Why regular passwords fail us
All the usual advice you get for passwords isn’t exactly wrong. But without getting too technical (without getting technical at all, really), there are only two essential requirements for a strong password:
- It should be long: Really long. 17 characters should be the minimum. For some future proofing, making it at 20+ characters is better.
- It should be random: Hackers are excellent at recognizing patterns and programming their tools to look for them.
Adding lower and upper cases, weird symbols, and numbers – all of that’s supposed to help make even small passwords stronger by increasing the number of possible combinations far beyond what can be obtained with the 26 letters of the alphabet. But length can make up for that.
The other problem with all these added symbols is that we humans are terrible with randomness, and worse at remembering it. So we inevitably create patterns. We’re just wired that way.
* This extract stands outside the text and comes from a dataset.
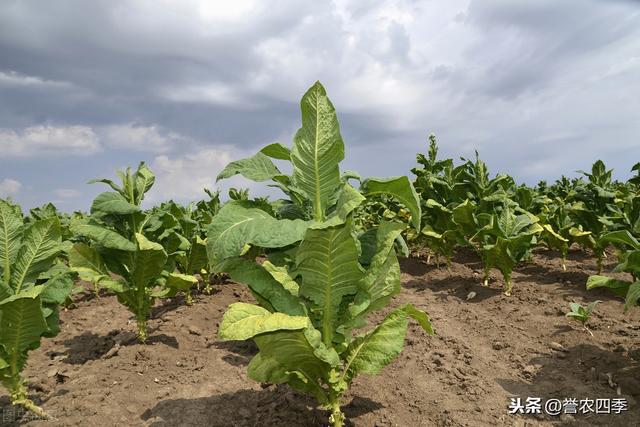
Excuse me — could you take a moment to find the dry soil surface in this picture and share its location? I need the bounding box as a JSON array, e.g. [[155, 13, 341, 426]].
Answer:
[[1, 248, 639, 427]]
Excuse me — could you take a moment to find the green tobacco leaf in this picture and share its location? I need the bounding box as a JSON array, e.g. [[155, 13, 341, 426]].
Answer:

So back to my original example, M@$t3Rp@$$w0rd1967 may seem like a strong password, and many password checkers like this one will tell you so. But it wouldn’t stand a chance against today’s hackers because it actually has a very simple structure: two words + a date.
Not only are the two words very common ("master" and "password"), they commonly go together. The substitutions taking place are predictable and so also easy to crack: A looks like @, S looks like $, and so on. And when people add numbers to their passwords, they often do it at the end, and use a PIN or date – often of their birth.
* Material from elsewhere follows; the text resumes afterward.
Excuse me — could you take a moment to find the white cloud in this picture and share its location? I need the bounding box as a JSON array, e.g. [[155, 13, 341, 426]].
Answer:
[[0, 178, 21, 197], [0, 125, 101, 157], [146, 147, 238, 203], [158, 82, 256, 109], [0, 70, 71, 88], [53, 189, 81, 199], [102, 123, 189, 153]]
Hackers know all these tricks and usually try them first. And they use machines to do it, while we have trouble remembering what letter we upper-cased and where we added the @.
Why passphrases make for better passwords
Despite being long, passphrases are a lot easier to remember because you’re not doing any fancy capitalization, additions, or symbol-swapping — just using plain old words.
Whoa, I hear you say. Just hold on a minute. You’re not supposed to use words.
Well, yes and no.
Conventional wisdom tells people not to use words because words are patterns by definition. Patterns reduce the randomness a hacker is fighting against when trying to crack your password.
Worse yet, words tend to get used in sentences which have logical rules — and therefore more patterns. Popular quotes, sayings, song lyrics, names, etc, are the worst kinds of patterns because they’re just waiting to be tried first.
If your passphrase is It was the best of times, it was the worst of times — then you may as well stick to password as your password.
What makes passphrases work is that they are a tradeoff: they use just enough patterns to be easy to remember, while offsetting that with length. The key is that the word choices must be totally random. Hence the dice.